AP Physics 1: Learning about everything under the sun and beyond

Ramya Subramaniam, Student Life Editor

When students hear the word physics many turn away in horror and avoidance. The end of the honors science path at PVHS stops many in their honors journey before it has even begun.

AP Physics 1, taught by Ian Spangenberg, is an advanced placement class that most students at PV take during their junior year. The way this class teaches students about complicated phenomena that appears in the real world makes it one of the most fun and interesting courses PV has to offer.

The honors science path at the high school begins with Honors Biology, followed by Honors Chemistry and ends with AP Physics 1. If a student opts out of taking Earth Science separately, they have to follow through with all three classes in order to get the full curriculum of earth science, which is distributed among the three courses. This requirement is mandated by the Iowa Department of Education.

Junior Will Fairman is currently taking the AP course and is preparing to take the exam. Before he started the course, he heard many rumors from upperclassmen. “The biggest rumor I heard was that the subject matter was impossible to learn. While the class was the most challenging I’ve ever taken, with hard work, focus and some enjoyment it becomes fun and easier to do well,” Fairman commented.

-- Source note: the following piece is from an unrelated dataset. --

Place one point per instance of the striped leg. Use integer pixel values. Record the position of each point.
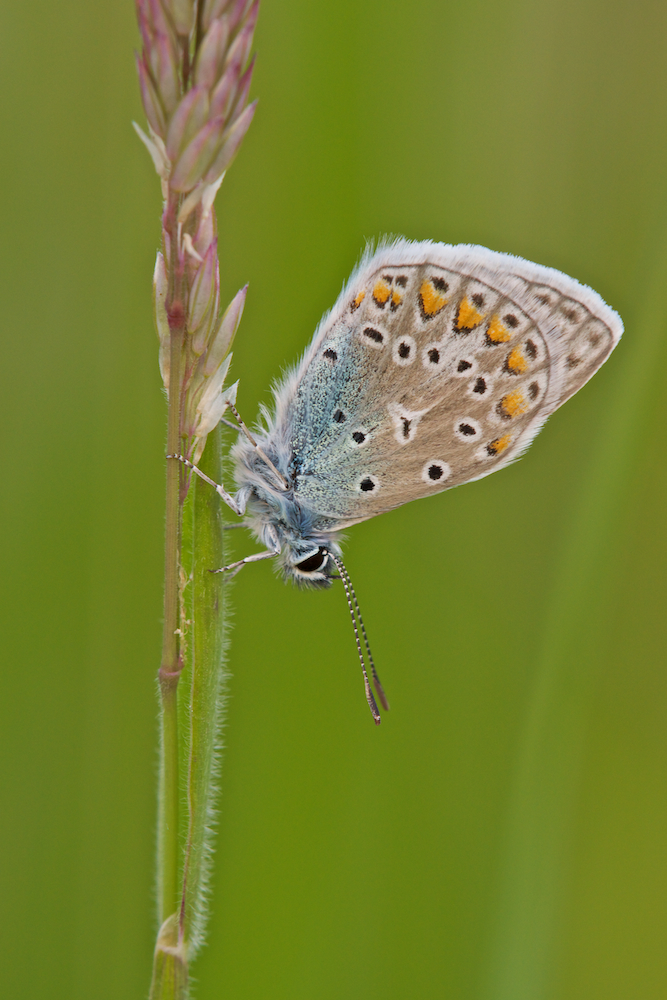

Physics is difficult in general because of its math based curriculum. The world of physics brings science and math together, and, for many students, it is their first experience with this. While physics is difficult to conceptualize, if a student puts forth the effort to understand why each equation works the way it does, it is definitely possible to have a little bit of fun in the class.

Spangenberg fills his class with fun demonstrations and labs. Students are able to visualize physics in motion. As time goes on though, the students are able to see physics in the world around them.

It goes without saying AP Physics 1 is a difficult course, but the reason students join the honors path is to be challenged. Students take this course at a time when they have either already learned algebra or are currently learning it, equipping them with all the tools needed to learn physics. 

Fairman has taken up the course as a challenge and has found success because of his hard work. “I just studied and asked questions. 8th periods were key for me,” he reflected. “Mr. Spangenberg is one of the greatest teachers I’ve had because of his passion for the subject and his willingness to help students learn. He was always there for me to make sure I learned the topics and did well on exams.”

Senior Aditi Nachnani took the class last year. “AP Physics 1 was not that hard but since it was like any other class that I have studied, it took me a while to get used to the concepts. To get past this difficulty, I would go in during 8th a couple of times before test day to ask questions and review with him,” Nachnani explained. “This helped by grade tremendously.”

Spangenberg is well known for his teaching abilities for the AP Physics 1 and 2 courses. He has an overflowing passion that is contagious to his students. Sometimes students will feel overwhelmed with the information learned in class, but it is worth it for the excitement of learning about the world around them. 

Physics essentially covers everything under the sun and beyond. Students will find answers to questions they never knew they had. Though AP Physics 2 is not a mandatory course, many students find themselves back in Spangenberg’s room for a second year, looking to gain more knowledge about the wide world of physics.

AP Physics 1 is difficult, but many of the students who take the honors path want to go on to college or further education to gain a degree. AP Physics is only a small taste of what college is going to be like. Students have to study outside of class and take their education into their own hands. Spangenberg is very helpful and understanding towards students, but if students do not take action and ask for help, there is nothing the teacher can do for them

Two of the main science tracks are physics and life science. Biology covers life science while chemistry covers both aspects of science.  AP Physics 1 covers the majority of physical science. With the eye-opening experience AP Physics 1 provides, students are able to explore possible career paths for their futures.

AP Physics 1 pushes students to think in new ways and be curious of how the world works. Honors students join the path to get challenged, and AP Physics 1 is the perfect way to round it out.